Jaguar Land Rover (JLR) has announced its brands will transition rapidly to an every-model focus on electric power.
By the end of this decade, every single Jaguar and Land Rover model will be available in an all-electric form – and the Jaguar brand will be focused entirely on EVs from 2025.
For Jaguar, that means appealing to future-focused, tech-interested buyers that might otherwise look to pioneering electric-only brands like Tesla. Likewise, for Land Rover (including Range Rover), it means beating upstarts like Rivian – made famous in the past year by its ‘Long Way Up’ collaboration with Scottish actor Ewan McGregor.
The first all-electric Land Rover model will debut in 2024 as part of a combined ICE/EV line-up, the company’s new CEO Thierry Bollore announced during a live-streamed presentation online, while Jaguar will prioritise a dedicated electric platform.
JLR is aiming for a full 100 per cent of Jaguar-brand sales to be fully electric by the end of this decade – a mere nine-ish years away. In the here-and-now, Jaguar’s only pure-electric model, the I-Pace, represents around 16 per cent of the brand’s sales.
Interestingly, the XJ has also been scrapped in the process, despite having been teased in an obviously well-advanced next-generation form two years ago. Bollore hasn't ruled out a return for the legendary badge, but it isn't a priority in the near term.
While Jaguar’s plan is to go all-electric as quickly as possible, Land Rover’s broad need for all-terrain certainty demands an initial focus on its Modular Longitudinal Architecture platform.
However, an “electric-biased” Electric Modular Architecture (EMA) design is also in the mix for Land Rover – the latter accommodating “advanced electrified” combustion engines. Think plug-in hybrids (PHEVs).
That’s three platforms in all – down from six currently in use – and it’s a move Jaguar Land Rover claims will help to “establish new benchmarks standards in efficient scale and quality for the luxury sector”.
Importantly, the company says this new direction will be a key factor in ensuring the future of its post-Brexit UK production plants – along with other worldwide manufacturing operations.
To achieve this, JLR will invest AU$4.47 billion each year into the development and production of electric vehicle technology and related services – from connected online platforms to charging infrastructure.
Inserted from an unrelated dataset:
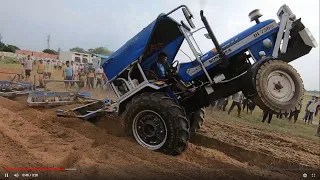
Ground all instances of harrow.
[0,72,36,99]
[27,79,93,107]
All of this will happen with the blessing and financial support of Jaguar Land Rover’s parent Tata Group – and it positions Jaguar Land Rover to meet the UK’s 2030 ban on most types of ‘non-zero emissions’ vehicles, while ensuring it can remain competitive in less strict markets.
As for Jaguar and Land Rover’s existing hero combustion models… from here on out, you can consider all of them a swan song.